The members of the Institute get involved in the fight against Covid-19


The SARS-Cov-2 coronavirus pandemic is changing our lives and the way we work. At the Institute, this is reflected in the widespread use of teleworking, except for those responsible for completing the experiments in progress and ensuring the maintenance of essential activities. But this also translates into the desire of our researchers and technicians to get involved in the fight against Covid-19.


Our young physician-researchers lend a hand in Saint-Luc

Four PhD students in medical sciences at the Institute were selected in response to the call from the University Hospital Saint-Luc. First approached to assist in the reception of patients admitted for suspected Covid-19 (task which has since been reassigned to young general practitioners), our volunteers are now redirected to understaffed departments, which call upon to those of them with adequate training. Some are thus awaiting assignment while others have, for example, been called by the department where they had already worked during their assistantship.



Our volunteers share their experience:

"We were called in for reinforcement by the oncology day clinic at Hospital Saint-Luc because it was weakened on account of some sick doctors and assistants requisitioned for other tasks.

The atmosphere in the hospital is still quite strange and is psychologically heavier than usual: the corridors are almost empty, the life that usually animates the place has vanished, many patients and some caregivers are anxious, especially because of the lack of means of protection. Although many of us remain calm, the stress of others cannot leave us indifferent.

If there is one word that sums up our difficulties, it is UNCERTAINTY: we do not have the means to systematically screen all our patients, so we do not know who could be carrying the virus, outside of hospitalized and identified patients. So we don't know where to focus our precautionary efforts. We do not know what will happen next week, because if caregivers get sick the organization of the department could change at any time. All of this uncertainty also raises a lot of questions for our cancer patients who need treatment, and whose management programs change as new measures are taken. There is a little bit of anxiety, everything is more complicated. "


Julie Lesenfants, Alix Devaux, Pierre-Florent Petit and Walther Brochier


Eleonore Pairet, paediatrician and PhD student in biomedical and pharmaceutical sciences at the Institute, brings her help to the ONE (Office National de l'Enfance). To make up for the lack of assistants, she is taking over some weekend call duties in paediatrics.


We help the Saint-Luc molecular biology-microbiology laboratory to carry out diagnostic tests

We have listed and made available to the clinical biology laboratories at University Hospital Saint-Luc the reagents and equipment they might need to meet an increased demand for diagnostic tests.

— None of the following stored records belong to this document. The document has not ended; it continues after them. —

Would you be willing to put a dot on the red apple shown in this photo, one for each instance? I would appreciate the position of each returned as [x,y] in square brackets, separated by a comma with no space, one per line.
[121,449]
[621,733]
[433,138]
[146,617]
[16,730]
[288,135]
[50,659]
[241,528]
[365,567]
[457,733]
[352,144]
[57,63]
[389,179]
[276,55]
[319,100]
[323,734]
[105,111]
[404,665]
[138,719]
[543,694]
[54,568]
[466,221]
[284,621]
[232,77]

At the same time, around sixty of our researchers and technicians volunteered to help carry out these tests. Coordinated by Joseph Dewulf and Jean-Philippe Defour, postdocs at the Institute and members of the department of laboratory medicine at Saint-Luc, this reinforcement has just started.

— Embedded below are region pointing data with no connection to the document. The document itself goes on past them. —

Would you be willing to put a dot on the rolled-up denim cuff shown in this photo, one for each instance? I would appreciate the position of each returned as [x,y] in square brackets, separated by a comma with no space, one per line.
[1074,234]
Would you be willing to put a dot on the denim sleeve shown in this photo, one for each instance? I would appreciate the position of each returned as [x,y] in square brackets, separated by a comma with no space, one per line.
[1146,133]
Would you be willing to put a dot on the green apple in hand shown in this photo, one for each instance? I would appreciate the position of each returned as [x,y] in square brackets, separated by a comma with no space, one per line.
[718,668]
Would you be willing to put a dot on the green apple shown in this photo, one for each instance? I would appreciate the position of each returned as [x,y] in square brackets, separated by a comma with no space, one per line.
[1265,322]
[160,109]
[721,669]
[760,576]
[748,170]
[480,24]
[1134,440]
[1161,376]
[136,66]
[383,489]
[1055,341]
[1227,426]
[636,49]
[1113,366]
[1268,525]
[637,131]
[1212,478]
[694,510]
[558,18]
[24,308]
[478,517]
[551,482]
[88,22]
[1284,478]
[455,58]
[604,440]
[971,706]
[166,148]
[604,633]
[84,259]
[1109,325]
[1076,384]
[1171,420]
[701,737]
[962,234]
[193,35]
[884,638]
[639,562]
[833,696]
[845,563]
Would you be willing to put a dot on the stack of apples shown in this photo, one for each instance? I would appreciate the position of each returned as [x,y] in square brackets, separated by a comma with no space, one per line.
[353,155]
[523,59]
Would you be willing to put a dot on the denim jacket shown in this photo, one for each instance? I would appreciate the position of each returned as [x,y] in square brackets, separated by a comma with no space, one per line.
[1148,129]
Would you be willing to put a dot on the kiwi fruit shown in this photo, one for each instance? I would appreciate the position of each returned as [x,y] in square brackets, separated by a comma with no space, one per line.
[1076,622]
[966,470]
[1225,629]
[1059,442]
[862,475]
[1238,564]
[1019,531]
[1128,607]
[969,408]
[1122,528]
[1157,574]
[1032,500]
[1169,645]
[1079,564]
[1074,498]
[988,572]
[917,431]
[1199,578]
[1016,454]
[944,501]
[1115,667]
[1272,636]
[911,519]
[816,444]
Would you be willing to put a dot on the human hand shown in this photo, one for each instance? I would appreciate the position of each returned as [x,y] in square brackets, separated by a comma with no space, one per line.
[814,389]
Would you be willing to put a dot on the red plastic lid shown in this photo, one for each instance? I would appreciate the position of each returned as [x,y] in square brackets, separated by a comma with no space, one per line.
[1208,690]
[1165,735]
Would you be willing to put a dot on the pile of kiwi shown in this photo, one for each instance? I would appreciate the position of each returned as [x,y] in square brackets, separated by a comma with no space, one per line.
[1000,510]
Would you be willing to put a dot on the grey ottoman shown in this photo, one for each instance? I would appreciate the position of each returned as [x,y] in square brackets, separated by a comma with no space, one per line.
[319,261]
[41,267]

The first to be called give their testimony:

"The work organization in a clinical laboratory is significantly different from that in a research laboratory. While in research, the same person takes part in all the stages of an experiment, in a clinical lab work is divided into "modules" entrusted to different teams. The Covid-19 screening procedure is thus divided into three modules: the first consists in preparing and inactivating the samples, the second in extracting RNA, and the third in carrying out qPCR and interpretating results. All volunteers are assigned to the second module. The "protocol" aspect is also more advanced than in research, each reagent used has to be numbered and listed. We use a manual protocol without kit because of the lack of reagent. It is slower but just as effective. The kits seem to be reserved for samples from hospitalized patients and these are treated by the clinical laboratory team. Volunteers are responsible for screening hospital staff. Many new samples are expected to arrive very soon, including from staff and retirement homes."



Find out more about the different types of screening tests.

In the table below, Joseph Dewulf, Jean-Philippe Defour and Anaïs Scohy summarize the particularities of the types of tests currently practiced in Belgium while highlighting their advantages and disadvantages.



Anaïs Scohy, Joseph Dewulf, Jean-Philippe Defour

What tests are performed at Saint-Luc?

"At Saint-Luc, the tests in columns 1 and 4 are used for the moment, which make it possible to establish the diagnosis and prognosis. The tests in column 2, which offer a faster diagnosis, are being validated and will begin in the coming days. As for the tests in column 3, which establish whether a person is immune, they will also start soon and will become very important."